To compare Dorland to the many examples in recent years of white women using their tears/feelings to endanger POC is horrifying to me. Larson was never in danger! Not even professionally, not event when Dorland kind of lost it and started contacting organizations about her. All she had to do was stop submitting/publishing the short story that plagiarized Dorland's letter. That's it! Just write another damn story, it's your literal job.

That's what I don't get. Dorland didn't do anything to Larson. She was trying to be a reasonable person. And Larson went nuclear anyway, lying and plagiarizing and lawyering up and trashing Dorland a dozen different ways. Was Dorland just supposed to... take it? Is that what it means to be a white ally these days? You accept abuse and ridicule from [it must be said: a white passing] woman of color because to stand up for yourself is racist?

Nope, that can't be the conclusion. Sorry. That's not going to work out for anyone. Not even Larson in the long run. Try again.
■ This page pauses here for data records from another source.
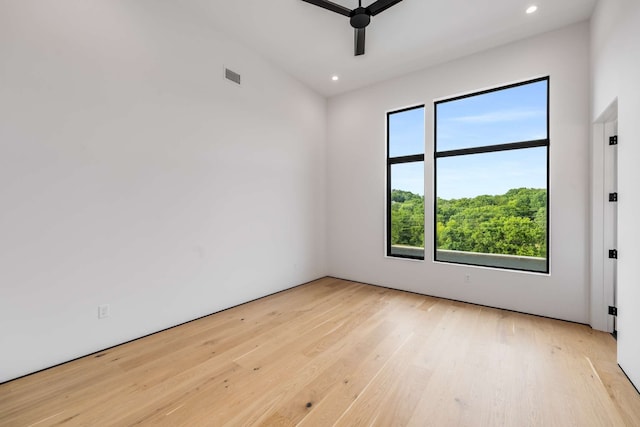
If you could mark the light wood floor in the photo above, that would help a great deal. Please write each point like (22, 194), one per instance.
(333, 352)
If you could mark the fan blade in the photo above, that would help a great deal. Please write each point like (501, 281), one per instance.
(325, 4)
(359, 42)
(381, 6)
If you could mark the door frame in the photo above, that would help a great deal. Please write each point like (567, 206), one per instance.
(602, 294)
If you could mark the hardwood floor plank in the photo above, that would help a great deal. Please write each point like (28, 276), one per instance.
(334, 352)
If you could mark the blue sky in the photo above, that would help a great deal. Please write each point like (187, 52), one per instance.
(512, 115)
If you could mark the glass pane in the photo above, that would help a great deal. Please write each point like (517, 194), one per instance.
(407, 210)
(406, 132)
(491, 209)
(509, 115)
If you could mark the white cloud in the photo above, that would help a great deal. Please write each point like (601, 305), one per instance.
(500, 116)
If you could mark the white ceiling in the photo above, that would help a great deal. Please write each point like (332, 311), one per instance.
(312, 43)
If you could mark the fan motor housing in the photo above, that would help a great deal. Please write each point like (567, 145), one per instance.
(360, 18)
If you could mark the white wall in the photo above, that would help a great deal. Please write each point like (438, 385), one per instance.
(132, 174)
(356, 178)
(615, 57)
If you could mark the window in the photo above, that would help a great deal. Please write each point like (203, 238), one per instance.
(491, 172)
(405, 183)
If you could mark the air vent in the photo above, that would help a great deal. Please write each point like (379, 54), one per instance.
(231, 76)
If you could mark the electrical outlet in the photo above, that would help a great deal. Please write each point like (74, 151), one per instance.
(103, 311)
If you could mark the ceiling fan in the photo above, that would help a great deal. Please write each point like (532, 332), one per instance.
(360, 17)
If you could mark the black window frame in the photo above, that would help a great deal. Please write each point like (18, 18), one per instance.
(414, 158)
(491, 149)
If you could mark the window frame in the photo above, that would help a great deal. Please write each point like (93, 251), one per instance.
(412, 158)
(517, 145)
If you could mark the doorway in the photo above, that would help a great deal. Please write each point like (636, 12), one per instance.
(604, 220)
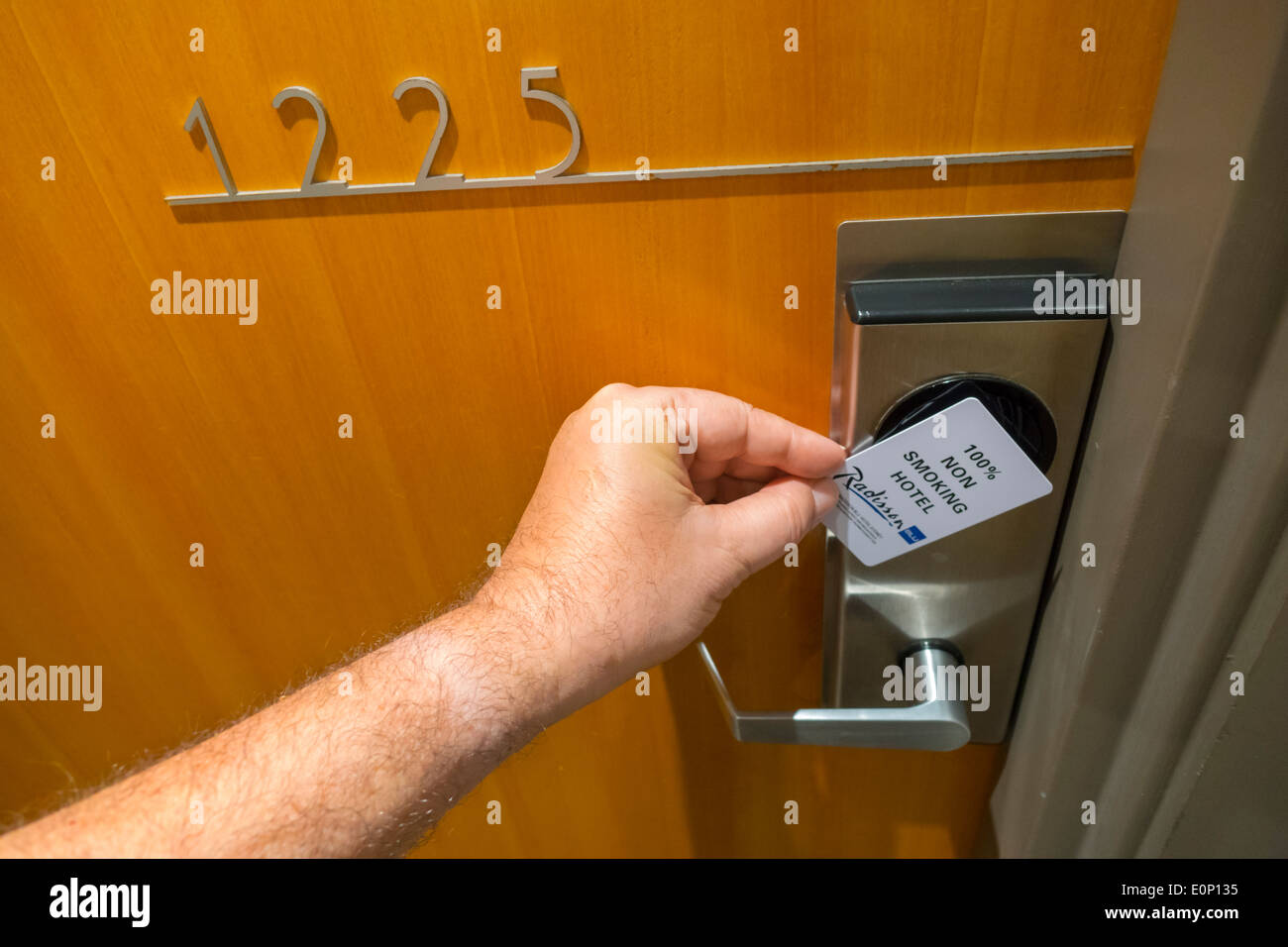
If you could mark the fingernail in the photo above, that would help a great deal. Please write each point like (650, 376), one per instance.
(824, 496)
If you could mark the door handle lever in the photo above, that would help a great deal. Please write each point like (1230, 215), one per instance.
(936, 723)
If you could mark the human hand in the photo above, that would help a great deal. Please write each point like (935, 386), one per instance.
(627, 548)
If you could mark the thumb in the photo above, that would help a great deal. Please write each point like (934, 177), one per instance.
(758, 527)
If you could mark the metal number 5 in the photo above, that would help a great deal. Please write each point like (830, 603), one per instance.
(558, 102)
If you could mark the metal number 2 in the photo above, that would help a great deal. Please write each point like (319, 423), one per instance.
(443, 118)
(299, 91)
(562, 105)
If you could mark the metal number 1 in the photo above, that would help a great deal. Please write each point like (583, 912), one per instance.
(198, 116)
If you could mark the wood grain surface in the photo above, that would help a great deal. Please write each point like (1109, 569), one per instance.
(187, 428)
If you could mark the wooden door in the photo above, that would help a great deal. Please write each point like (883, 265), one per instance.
(179, 429)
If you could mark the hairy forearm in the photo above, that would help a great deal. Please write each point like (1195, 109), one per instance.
(361, 762)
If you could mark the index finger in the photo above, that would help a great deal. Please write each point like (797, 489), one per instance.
(725, 428)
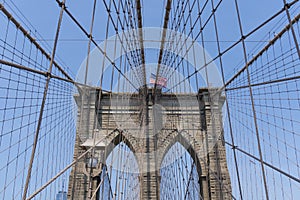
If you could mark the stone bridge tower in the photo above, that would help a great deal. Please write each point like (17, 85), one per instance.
(193, 120)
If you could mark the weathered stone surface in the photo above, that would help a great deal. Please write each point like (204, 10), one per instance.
(192, 120)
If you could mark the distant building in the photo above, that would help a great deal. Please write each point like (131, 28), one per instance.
(61, 195)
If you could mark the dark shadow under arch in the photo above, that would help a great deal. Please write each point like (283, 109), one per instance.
(188, 147)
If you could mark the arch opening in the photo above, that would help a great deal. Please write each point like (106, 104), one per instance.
(119, 176)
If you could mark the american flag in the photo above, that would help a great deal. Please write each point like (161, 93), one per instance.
(161, 81)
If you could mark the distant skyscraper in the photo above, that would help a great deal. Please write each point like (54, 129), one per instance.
(61, 195)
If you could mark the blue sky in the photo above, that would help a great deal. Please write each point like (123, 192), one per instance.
(40, 18)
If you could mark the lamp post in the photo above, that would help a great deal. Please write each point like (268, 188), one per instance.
(93, 164)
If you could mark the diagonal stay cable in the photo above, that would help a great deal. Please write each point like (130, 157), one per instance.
(233, 45)
(162, 44)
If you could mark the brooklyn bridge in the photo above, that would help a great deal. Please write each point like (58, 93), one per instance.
(149, 99)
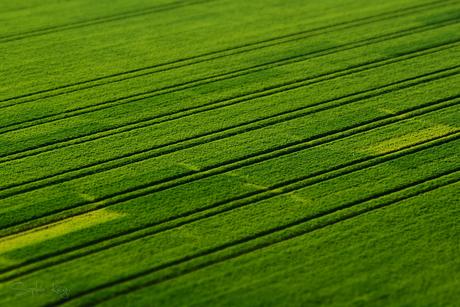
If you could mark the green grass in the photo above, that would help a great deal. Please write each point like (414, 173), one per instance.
(226, 153)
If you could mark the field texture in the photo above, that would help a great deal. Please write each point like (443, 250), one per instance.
(229, 153)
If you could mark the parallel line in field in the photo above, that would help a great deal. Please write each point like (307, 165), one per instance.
(217, 53)
(227, 205)
(31, 151)
(220, 134)
(208, 80)
(213, 250)
(266, 155)
(101, 20)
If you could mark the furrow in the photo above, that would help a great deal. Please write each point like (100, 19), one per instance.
(229, 101)
(345, 216)
(224, 53)
(162, 185)
(102, 166)
(225, 206)
(192, 111)
(155, 9)
(212, 79)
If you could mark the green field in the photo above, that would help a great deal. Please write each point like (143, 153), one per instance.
(229, 153)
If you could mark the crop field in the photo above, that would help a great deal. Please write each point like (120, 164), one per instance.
(229, 153)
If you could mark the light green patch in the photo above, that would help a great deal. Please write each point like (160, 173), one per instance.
(388, 111)
(52, 231)
(410, 138)
(297, 198)
(7, 262)
(190, 166)
(87, 196)
(260, 187)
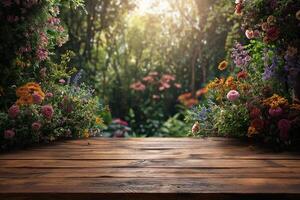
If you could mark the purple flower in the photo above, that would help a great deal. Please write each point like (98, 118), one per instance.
(284, 126)
(13, 111)
(9, 134)
(240, 56)
(42, 54)
(49, 95)
(233, 95)
(37, 99)
(36, 126)
(47, 111)
(275, 112)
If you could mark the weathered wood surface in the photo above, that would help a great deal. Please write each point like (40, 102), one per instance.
(149, 168)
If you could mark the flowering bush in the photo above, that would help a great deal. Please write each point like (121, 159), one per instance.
(260, 97)
(157, 89)
(37, 104)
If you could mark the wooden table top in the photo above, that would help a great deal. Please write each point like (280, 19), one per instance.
(149, 168)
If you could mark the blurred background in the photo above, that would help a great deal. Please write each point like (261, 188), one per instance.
(149, 59)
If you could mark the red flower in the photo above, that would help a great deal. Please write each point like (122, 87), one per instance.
(255, 113)
(242, 75)
(120, 121)
(47, 111)
(284, 126)
(275, 112)
(13, 111)
(258, 124)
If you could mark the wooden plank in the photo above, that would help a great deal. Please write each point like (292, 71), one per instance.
(214, 168)
(149, 173)
(168, 163)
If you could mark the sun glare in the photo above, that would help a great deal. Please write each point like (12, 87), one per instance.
(152, 6)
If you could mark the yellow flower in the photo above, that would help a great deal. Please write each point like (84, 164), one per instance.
(251, 131)
(86, 133)
(275, 101)
(295, 106)
(99, 121)
(229, 81)
(223, 65)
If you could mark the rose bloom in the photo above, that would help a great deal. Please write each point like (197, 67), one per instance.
(233, 95)
(223, 65)
(275, 112)
(284, 126)
(242, 75)
(13, 111)
(36, 126)
(249, 34)
(155, 96)
(47, 111)
(256, 34)
(178, 85)
(49, 95)
(37, 99)
(255, 113)
(196, 128)
(8, 134)
(138, 86)
(258, 124)
(238, 9)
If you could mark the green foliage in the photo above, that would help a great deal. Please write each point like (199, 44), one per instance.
(231, 120)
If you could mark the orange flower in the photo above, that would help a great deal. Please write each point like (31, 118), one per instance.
(201, 92)
(27, 92)
(229, 82)
(22, 91)
(223, 65)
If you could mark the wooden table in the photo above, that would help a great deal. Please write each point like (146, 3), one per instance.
(149, 168)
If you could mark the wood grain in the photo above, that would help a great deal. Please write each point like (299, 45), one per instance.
(149, 168)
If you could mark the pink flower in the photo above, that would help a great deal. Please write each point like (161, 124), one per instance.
(37, 99)
(36, 126)
(49, 95)
(8, 134)
(120, 121)
(163, 86)
(284, 126)
(43, 72)
(255, 113)
(138, 86)
(249, 34)
(6, 3)
(167, 78)
(148, 79)
(196, 128)
(13, 111)
(153, 73)
(233, 95)
(54, 21)
(42, 54)
(178, 85)
(256, 34)
(47, 111)
(155, 96)
(275, 112)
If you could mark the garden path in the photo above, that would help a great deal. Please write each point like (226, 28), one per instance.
(149, 168)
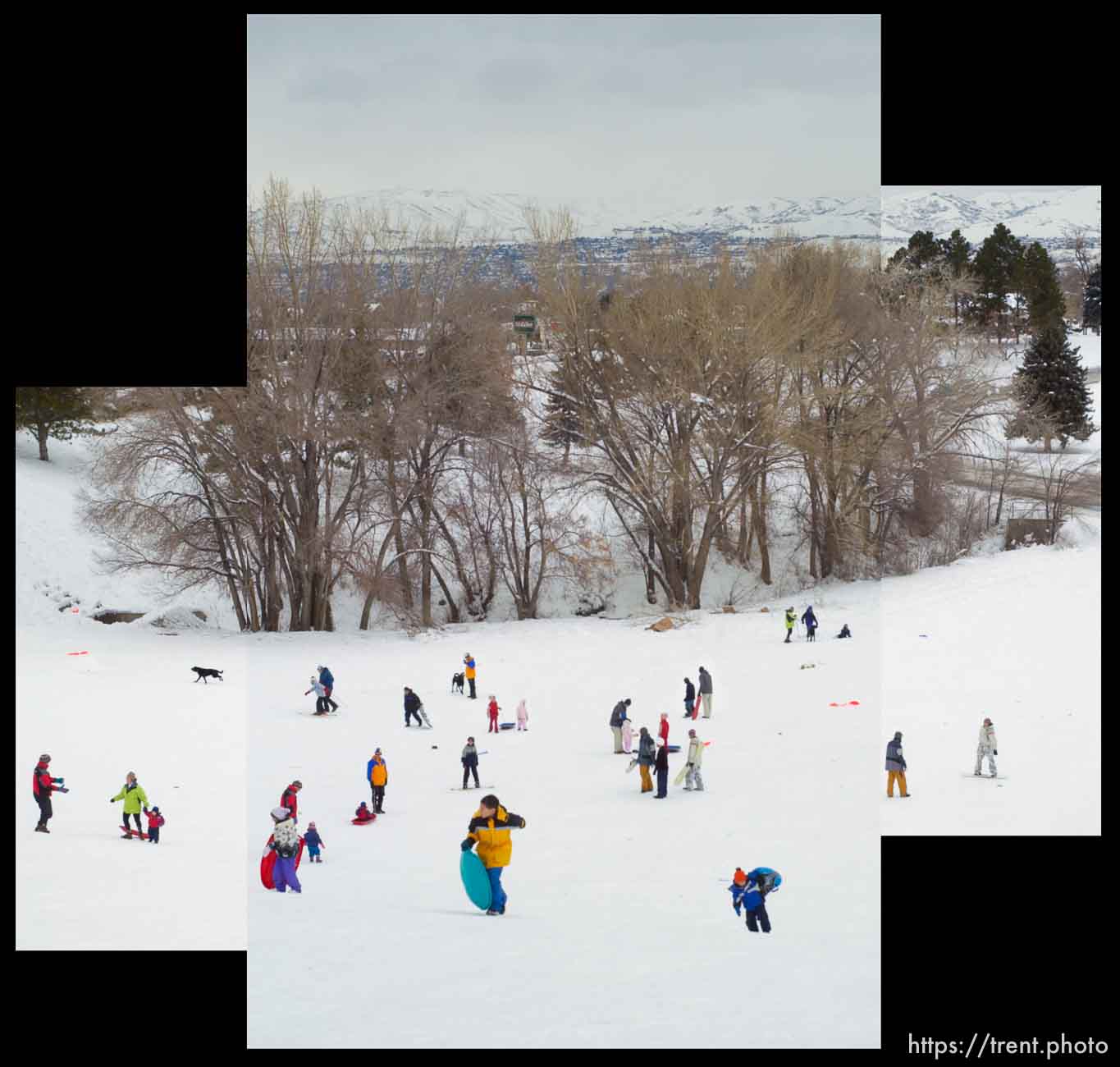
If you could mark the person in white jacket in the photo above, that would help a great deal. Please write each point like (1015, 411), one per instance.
(987, 747)
(694, 758)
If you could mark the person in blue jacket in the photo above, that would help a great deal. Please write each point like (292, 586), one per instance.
(327, 680)
(748, 891)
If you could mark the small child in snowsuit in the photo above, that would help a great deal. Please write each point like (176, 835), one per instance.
(155, 821)
(363, 814)
(313, 843)
(321, 696)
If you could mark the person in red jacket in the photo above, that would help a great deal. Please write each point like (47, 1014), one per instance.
(155, 821)
(43, 785)
(493, 710)
(288, 798)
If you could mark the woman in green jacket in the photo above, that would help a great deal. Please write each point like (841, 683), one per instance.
(135, 799)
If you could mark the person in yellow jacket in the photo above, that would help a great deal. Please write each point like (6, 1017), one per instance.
(377, 773)
(490, 827)
(135, 799)
(469, 660)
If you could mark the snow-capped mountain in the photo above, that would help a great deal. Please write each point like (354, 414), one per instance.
(502, 214)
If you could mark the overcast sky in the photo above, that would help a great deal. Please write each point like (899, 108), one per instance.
(708, 109)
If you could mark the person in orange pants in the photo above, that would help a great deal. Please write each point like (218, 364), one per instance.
(896, 766)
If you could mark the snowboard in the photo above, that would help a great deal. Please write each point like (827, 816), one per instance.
(475, 880)
(269, 861)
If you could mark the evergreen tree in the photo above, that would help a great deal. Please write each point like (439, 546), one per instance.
(996, 268)
(1051, 392)
(1042, 288)
(60, 411)
(1091, 313)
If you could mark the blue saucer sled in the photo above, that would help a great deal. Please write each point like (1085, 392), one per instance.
(475, 880)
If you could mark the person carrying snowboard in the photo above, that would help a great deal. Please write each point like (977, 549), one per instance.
(411, 708)
(706, 692)
(469, 761)
(286, 845)
(987, 747)
(896, 766)
(617, 717)
(694, 758)
(327, 680)
(313, 843)
(43, 785)
(491, 711)
(135, 799)
(321, 696)
(469, 660)
(490, 827)
(155, 821)
(377, 772)
(661, 764)
(645, 758)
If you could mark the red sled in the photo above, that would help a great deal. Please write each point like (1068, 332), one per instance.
(269, 861)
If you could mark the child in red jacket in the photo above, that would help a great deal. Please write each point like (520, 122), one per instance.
(155, 821)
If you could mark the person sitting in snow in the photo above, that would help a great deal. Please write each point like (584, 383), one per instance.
(155, 821)
(313, 843)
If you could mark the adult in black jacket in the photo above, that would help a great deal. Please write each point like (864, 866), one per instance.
(411, 708)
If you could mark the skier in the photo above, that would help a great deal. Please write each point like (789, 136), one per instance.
(411, 708)
(645, 758)
(491, 710)
(662, 767)
(321, 696)
(469, 762)
(288, 799)
(469, 660)
(616, 723)
(694, 758)
(490, 827)
(155, 821)
(706, 692)
(377, 772)
(135, 799)
(43, 785)
(987, 747)
(286, 845)
(363, 814)
(313, 843)
(327, 681)
(896, 766)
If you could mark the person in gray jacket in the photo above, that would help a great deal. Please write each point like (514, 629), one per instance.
(706, 692)
(616, 724)
(896, 766)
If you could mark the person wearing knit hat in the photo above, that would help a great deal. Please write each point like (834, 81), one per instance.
(286, 845)
(43, 785)
(313, 843)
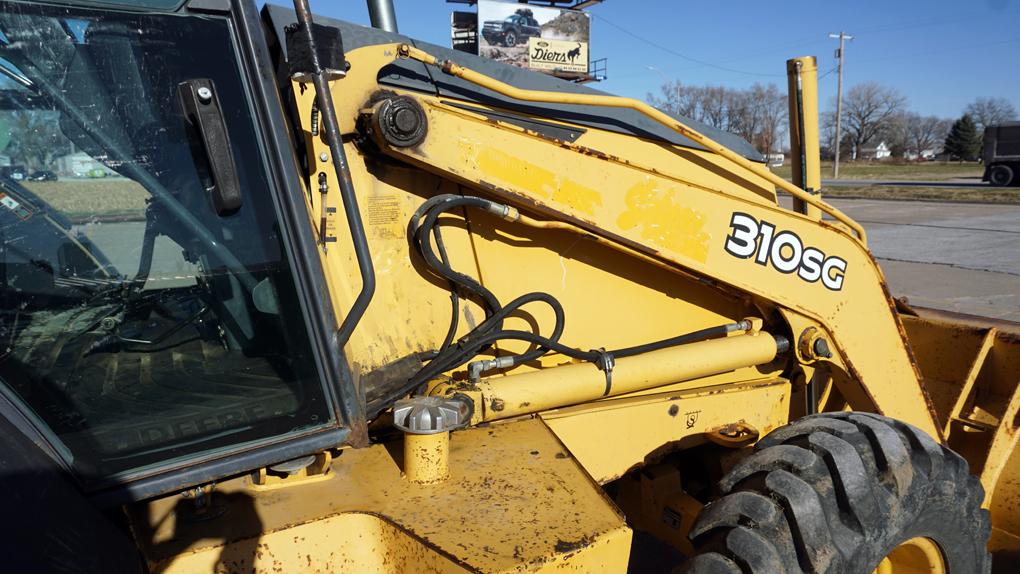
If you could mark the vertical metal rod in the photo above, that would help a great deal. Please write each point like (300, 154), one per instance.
(324, 100)
(803, 79)
(843, 36)
(381, 14)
I think you make some good points. Acting like dawn is the equivalent of the Central Park dog woman does a disservice to all the people who’ve been harmed by Central Park dog woman type actions. And it gives fuel to the “not a racist bone in my body” crowd too. I do think the backlash suggests though that happily most people can easily make that distinction (if the nyt comments are anything to go by.) a toxic group of friends tried it on and by and large the “audience” said nope.